I’ve had a number of rare book enthusiasts this past week tell me that the Collector Directory is a bad idea because “we don’t want to scroll through databases; we want to talk to real people.”
As if they’ve never used a phone book or a web search to look up a real person before.
Obviously there is a difference between interacting with someone online and interacting with them in real life. There’s a facet of human connection that is immeasurably amplified when two people share the same physical space with one another. No one will deny that, certainly not me.
But have we become so cynical that we think it beneath us to use a digital tool to discover and connect with the person with whom we wish to interact in real life? From old-school phone books to new-school search engines, we always build tools to find the people we want to connect with.
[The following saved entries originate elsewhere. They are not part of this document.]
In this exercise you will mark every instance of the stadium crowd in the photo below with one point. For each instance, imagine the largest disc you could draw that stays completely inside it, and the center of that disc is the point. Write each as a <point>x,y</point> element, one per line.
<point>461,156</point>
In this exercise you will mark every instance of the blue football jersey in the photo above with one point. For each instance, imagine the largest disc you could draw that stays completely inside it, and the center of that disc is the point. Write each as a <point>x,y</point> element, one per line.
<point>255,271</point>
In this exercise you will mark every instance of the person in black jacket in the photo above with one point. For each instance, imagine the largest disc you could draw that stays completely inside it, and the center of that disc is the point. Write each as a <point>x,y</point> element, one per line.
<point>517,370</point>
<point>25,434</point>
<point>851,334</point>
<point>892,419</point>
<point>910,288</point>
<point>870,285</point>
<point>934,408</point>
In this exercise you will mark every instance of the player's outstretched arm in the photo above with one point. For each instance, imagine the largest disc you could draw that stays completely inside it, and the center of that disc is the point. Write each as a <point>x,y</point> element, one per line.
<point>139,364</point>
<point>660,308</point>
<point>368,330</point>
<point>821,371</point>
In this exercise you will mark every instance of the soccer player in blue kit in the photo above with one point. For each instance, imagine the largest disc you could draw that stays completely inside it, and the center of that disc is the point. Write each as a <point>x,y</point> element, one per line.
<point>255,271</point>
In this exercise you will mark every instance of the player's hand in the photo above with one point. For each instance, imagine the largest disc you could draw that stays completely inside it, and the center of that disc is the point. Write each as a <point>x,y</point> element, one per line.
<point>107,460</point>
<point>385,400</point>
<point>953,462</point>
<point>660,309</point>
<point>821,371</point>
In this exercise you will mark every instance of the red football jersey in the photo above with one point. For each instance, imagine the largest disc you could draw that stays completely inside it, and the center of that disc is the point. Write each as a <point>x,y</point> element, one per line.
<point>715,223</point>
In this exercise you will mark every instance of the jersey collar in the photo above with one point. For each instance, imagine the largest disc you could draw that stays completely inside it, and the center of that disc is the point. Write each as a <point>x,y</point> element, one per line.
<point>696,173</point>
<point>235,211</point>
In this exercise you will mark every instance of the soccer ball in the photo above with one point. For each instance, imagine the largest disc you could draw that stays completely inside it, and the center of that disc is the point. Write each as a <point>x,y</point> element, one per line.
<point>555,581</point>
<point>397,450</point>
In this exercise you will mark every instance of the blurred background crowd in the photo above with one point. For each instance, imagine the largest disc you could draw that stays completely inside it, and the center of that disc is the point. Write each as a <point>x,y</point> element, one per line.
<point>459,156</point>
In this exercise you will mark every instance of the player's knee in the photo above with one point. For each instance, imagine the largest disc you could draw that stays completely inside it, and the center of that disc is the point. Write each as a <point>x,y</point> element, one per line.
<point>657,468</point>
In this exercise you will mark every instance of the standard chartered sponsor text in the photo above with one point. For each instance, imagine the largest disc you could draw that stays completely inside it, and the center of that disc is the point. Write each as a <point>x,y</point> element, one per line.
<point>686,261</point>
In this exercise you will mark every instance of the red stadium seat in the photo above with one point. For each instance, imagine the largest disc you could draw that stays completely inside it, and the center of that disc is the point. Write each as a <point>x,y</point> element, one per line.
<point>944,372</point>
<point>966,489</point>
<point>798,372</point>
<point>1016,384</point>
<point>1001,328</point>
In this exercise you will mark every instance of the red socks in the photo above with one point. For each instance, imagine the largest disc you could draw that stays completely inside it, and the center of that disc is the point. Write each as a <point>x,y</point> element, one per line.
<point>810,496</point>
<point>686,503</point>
That’s what humans do – we create tools to enhance the amount and the quality of our potential interactions.
And to suggest that somehow this new directory tool, this specific type of initial interaction, is somehow lesser than all the others we regularly use feels just a little out of place. I think more likely what we’re dealing with here is another thing we humans are notorious for: fear of change.
We are always wary of new technology, and we don’t trust what we can’t see. That’s a big reason why connecting with people online through our digital devices has always been fraught with difficulty – it’s going up against two innate fears all people have. It’s also why we still make such a clear and hard distinction between “online” and “in real life.”
I’m not going to go into all my past philanthropy projects, but I will say this: I’ve spent the past decade using digital technology to bring hundreds of thousands of people together in order to touch millions of lives, doing my best to blur the line between online interaction and real-world interaction. It can be done, and done well. I should know.
Let me end this thought with a simple question: Who among us has not read a particularly moving book, or listened to a song, or seen a film, or looked at a piece of art, and not felt a true connection with its author? We’ve been transmitting our humanity from one person to another through myriad mediums since the earliest cave drawings. Just because we’re now doing it through the internet shouldn’t make it any different, especially when the end goal of this project is to bring the right people together at the right time to form a real relationship around a shared interest.
Oh, and guess what? All those things I just mentioned are now quite often created, displayed, and consumed through a digital interface. Don’t look now, but we’re getting closer and closer to a new piece of truth:
Digital connection IS human connection.